Connect with us

Cybersecurity

Re-Identifying People Through Wearable Health Data and Machine Learning

mm

Updated

 on

A new type of privacy attack based on wearable health data has been identified by researchers from the University of Massachusetts Lowell. Person Re-identification Attack (PRI-Attack) uses HIPAA-compliant, publicly available data from health wearables to establish the identity of individuals from heart rate, breathing and hand gesticulation data, among others.

The vulnerability is made possible in the US by the fact that the Health Insurance Portability and Accountability Act (HIPAA), while requiring that medical data remains anonymous, does not consider raw sensor data (such as skin temperature and accelerometer (ACC) data) as being privacy-sensitive, and therefore does not require that publicly-shared data of this type be encrypted or subject to the same general protections it affords to traditional forms of patient data, such as health records.

From Vector To Visual

A PRI-Attack uses interpreted image data to discern common patterns that correlate to other types of health data. A person’s skin response, for instance, can be evaluated from video (photoplethysmography), and correlated to what ought to be completely anonymous vector information from health-monitoring devices such as wearable watches, and other kinds of monitoring apparatus. Photoplethysmography yields heart-rate data, which can be paired up with non-identified wearable cardiac data.

Gesture recognition is another ‘key’ that can be trivially translated from vector data into a visual matrix that, again, allows interpreted image/video data to be correlated to apparently anonymous accelerometer information in health data.
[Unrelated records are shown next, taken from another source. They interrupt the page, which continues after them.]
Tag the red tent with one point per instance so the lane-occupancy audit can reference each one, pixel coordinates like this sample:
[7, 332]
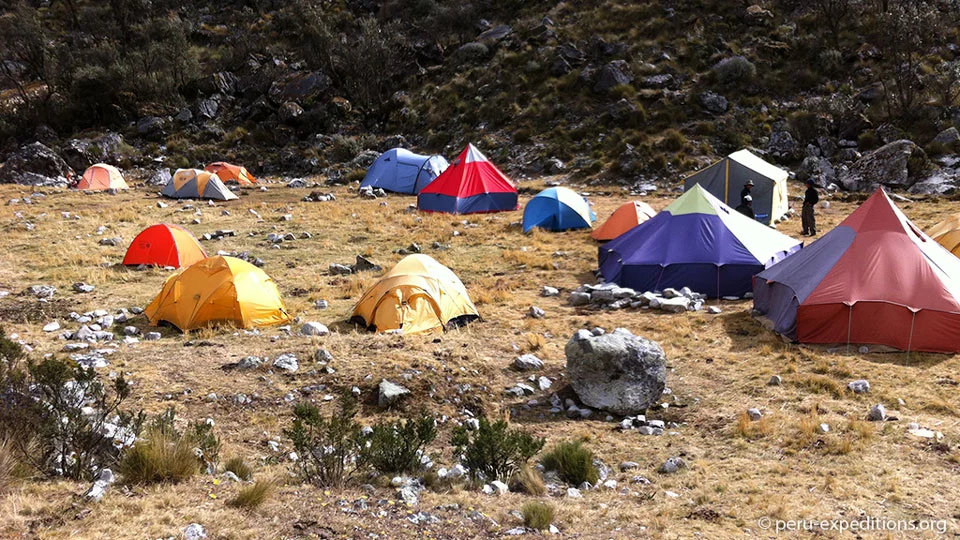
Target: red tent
[471, 184]
[874, 279]
[164, 245]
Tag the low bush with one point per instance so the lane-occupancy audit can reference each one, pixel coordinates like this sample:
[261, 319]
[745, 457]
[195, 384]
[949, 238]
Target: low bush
[573, 462]
[239, 467]
[252, 496]
[396, 447]
[494, 451]
[60, 418]
[734, 69]
[538, 515]
[331, 449]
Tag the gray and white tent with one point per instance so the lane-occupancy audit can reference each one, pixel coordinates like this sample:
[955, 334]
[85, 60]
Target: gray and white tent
[725, 178]
[196, 184]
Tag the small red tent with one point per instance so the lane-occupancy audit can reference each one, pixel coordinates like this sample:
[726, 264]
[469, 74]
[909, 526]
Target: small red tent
[472, 184]
[874, 279]
[164, 245]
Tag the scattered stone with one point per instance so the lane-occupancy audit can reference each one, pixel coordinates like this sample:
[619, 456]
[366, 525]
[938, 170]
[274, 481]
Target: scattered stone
[528, 362]
[99, 487]
[389, 393]
[617, 372]
[287, 362]
[314, 329]
[82, 287]
[672, 465]
[860, 386]
[194, 531]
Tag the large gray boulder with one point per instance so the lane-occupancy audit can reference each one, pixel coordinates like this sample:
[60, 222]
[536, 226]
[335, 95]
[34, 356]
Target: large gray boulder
[886, 166]
[35, 165]
[618, 372]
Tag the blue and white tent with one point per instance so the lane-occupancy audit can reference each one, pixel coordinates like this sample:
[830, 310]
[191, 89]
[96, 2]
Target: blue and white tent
[558, 209]
[401, 171]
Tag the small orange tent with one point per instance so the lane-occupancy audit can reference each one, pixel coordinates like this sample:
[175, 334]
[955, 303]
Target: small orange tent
[164, 245]
[101, 177]
[218, 290]
[228, 172]
[628, 216]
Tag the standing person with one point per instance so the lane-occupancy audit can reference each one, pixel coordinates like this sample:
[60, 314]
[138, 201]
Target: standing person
[810, 200]
[746, 207]
[745, 192]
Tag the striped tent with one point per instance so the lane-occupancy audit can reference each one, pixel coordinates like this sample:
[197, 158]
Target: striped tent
[197, 184]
Hand gesture information from wearable data. Source: https://arxiv.org/pdf/2106.11900.pdf

Hand gesture information from wearable data. Source: https://arxiv.org/pdf/2106.11900.pdf

Sensor Data As PII

The research, from UML Assistant Professor Mohammad Arif Ul Alam, contends that physiological sensing data can indeed constitute PII, and is in effect a biological analogue of the browser fingerprinting techniques currently believed to undermine new initiatives to protect user privacy on the web.
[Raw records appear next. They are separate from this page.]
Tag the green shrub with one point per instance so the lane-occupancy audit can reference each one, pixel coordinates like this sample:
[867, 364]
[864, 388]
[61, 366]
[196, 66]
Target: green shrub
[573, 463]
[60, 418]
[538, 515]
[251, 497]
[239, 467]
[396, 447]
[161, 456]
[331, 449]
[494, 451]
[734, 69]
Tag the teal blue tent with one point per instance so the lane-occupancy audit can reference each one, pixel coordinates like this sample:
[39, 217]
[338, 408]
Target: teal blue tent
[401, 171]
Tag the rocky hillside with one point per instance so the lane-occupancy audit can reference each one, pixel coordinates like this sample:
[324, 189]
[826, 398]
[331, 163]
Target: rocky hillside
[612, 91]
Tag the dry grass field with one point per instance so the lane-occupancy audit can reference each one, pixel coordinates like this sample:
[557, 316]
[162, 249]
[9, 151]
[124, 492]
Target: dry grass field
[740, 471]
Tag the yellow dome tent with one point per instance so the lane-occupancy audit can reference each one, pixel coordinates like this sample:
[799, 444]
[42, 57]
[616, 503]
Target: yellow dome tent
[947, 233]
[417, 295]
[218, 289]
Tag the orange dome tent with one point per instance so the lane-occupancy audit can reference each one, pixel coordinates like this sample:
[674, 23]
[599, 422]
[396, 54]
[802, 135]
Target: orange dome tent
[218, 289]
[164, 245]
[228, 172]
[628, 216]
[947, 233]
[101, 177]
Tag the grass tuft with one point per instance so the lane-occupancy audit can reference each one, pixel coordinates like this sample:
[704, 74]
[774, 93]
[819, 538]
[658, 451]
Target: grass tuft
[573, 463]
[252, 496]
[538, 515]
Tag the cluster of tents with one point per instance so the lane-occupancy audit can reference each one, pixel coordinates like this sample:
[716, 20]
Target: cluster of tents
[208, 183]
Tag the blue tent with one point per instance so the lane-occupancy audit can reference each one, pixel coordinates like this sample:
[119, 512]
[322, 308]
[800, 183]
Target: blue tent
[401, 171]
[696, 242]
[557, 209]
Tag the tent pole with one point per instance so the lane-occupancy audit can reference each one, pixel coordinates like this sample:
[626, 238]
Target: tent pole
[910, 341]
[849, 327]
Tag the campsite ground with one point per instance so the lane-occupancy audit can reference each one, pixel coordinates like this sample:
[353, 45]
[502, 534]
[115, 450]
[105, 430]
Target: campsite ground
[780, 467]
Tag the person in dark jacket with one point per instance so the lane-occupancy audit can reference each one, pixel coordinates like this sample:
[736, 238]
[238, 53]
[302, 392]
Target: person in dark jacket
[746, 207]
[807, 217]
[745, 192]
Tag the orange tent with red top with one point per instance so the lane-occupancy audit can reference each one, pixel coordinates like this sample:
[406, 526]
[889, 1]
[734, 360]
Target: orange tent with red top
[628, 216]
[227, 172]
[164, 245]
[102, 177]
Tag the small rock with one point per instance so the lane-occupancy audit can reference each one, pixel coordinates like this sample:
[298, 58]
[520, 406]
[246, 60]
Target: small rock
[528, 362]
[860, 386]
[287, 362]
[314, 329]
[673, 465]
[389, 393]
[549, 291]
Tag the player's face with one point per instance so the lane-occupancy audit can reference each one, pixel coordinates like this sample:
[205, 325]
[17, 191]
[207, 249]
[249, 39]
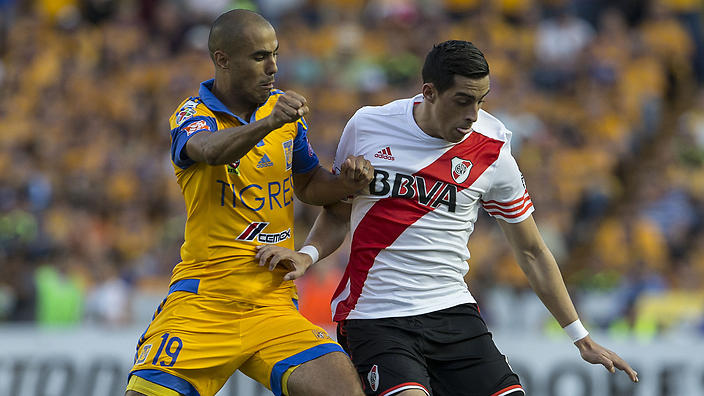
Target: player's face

To test the hypothesis, the researcher developed a hand-gesture recognition and localization framework that interprets gesture data (recorded vector-based movement) from a wearable accelerometer, and translates the movements into a visual record that can be correlated to movements recorded by wearable health devices.
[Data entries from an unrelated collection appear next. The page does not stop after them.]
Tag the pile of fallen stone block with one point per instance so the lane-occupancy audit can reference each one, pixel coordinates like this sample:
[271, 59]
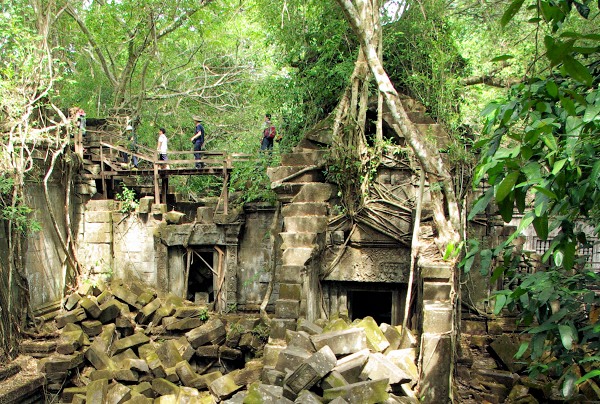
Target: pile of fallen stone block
[124, 344]
[337, 362]
[121, 343]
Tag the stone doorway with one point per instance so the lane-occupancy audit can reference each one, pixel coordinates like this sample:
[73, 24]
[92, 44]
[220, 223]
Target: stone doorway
[201, 281]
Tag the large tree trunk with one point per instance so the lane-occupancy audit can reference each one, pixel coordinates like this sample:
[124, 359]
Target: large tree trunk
[362, 16]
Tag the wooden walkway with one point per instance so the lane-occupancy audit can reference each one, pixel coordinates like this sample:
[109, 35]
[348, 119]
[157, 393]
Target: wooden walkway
[109, 157]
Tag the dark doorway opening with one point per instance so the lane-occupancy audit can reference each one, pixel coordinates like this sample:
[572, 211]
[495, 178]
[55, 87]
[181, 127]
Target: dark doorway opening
[377, 304]
[200, 283]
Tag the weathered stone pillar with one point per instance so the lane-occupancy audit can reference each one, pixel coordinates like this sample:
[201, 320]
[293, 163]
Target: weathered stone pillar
[437, 353]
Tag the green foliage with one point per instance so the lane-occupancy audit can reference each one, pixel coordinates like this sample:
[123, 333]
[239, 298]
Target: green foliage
[250, 181]
[203, 314]
[540, 159]
[261, 331]
[129, 201]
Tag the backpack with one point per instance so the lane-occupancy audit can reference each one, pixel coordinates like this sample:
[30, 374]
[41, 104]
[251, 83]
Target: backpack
[270, 132]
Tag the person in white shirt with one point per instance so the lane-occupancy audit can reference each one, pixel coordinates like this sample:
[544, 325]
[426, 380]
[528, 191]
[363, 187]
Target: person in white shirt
[162, 146]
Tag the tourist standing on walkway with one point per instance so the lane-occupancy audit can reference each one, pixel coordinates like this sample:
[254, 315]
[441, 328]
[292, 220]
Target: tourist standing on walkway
[198, 141]
[132, 138]
[162, 145]
[269, 133]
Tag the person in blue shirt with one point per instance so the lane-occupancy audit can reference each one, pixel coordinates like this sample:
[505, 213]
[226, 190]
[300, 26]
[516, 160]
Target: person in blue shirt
[198, 141]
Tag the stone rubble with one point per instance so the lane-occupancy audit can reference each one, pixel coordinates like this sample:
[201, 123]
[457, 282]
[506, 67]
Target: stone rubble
[122, 343]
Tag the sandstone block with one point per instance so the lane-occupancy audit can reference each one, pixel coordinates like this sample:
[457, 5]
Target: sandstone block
[132, 341]
[312, 370]
[343, 342]
[368, 392]
[212, 331]
[375, 338]
[73, 316]
[223, 387]
[351, 366]
[379, 366]
[164, 387]
[97, 391]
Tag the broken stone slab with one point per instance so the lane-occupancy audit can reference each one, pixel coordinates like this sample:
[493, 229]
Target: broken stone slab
[405, 360]
[342, 342]
[91, 306]
[212, 331]
[300, 339]
[312, 370]
[164, 387]
[351, 366]
[143, 316]
[59, 363]
[208, 351]
[118, 394]
[132, 341]
[203, 381]
[379, 366]
[265, 393]
[98, 358]
[125, 295]
[223, 387]
[73, 316]
[91, 327]
[109, 311]
[70, 341]
[174, 217]
[168, 354]
[291, 358]
[392, 335]
[367, 392]
[185, 349]
[229, 353]
[97, 391]
[250, 373]
[308, 397]
[309, 327]
[333, 380]
[376, 340]
[186, 374]
[182, 324]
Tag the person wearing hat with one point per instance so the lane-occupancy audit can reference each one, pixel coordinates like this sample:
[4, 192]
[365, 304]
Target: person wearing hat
[198, 140]
[132, 138]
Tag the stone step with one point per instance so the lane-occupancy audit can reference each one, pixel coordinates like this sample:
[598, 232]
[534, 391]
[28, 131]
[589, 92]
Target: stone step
[301, 224]
[436, 291]
[298, 256]
[434, 133]
[305, 209]
[294, 239]
[315, 192]
[306, 158]
[437, 318]
[281, 172]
A Multi-Modal Siamese Neural Network (mm-SNN) was constructed to interpret gesture information classified via Support Vector Machine (SVM). One network deals with the vector information (interpreted as image information in a 3D space) and the second network treats of the physiological data recorded from sensor data.

Testing

The system was tested on various datasets, including a ‘Gamer’s Fatigue Dataset’ obtained by collecting data on five volunteer students, aged 19-25, who played videogames for seven days while wearing the Empatica E4 wristband. The watch features ACC, electrodermal context (EDA), skin temperature and photoplethysmography (PPG) sensors.

The E4 was also used in a novel ‘restaurant data’ dataset, wherein eight volunteers prepared and ate sandwiches for twenty minutes, and in an ‘older adults’ dataset, where 22 older subjects, aged 75-95, performed 13 scripted activities while wearing the watch.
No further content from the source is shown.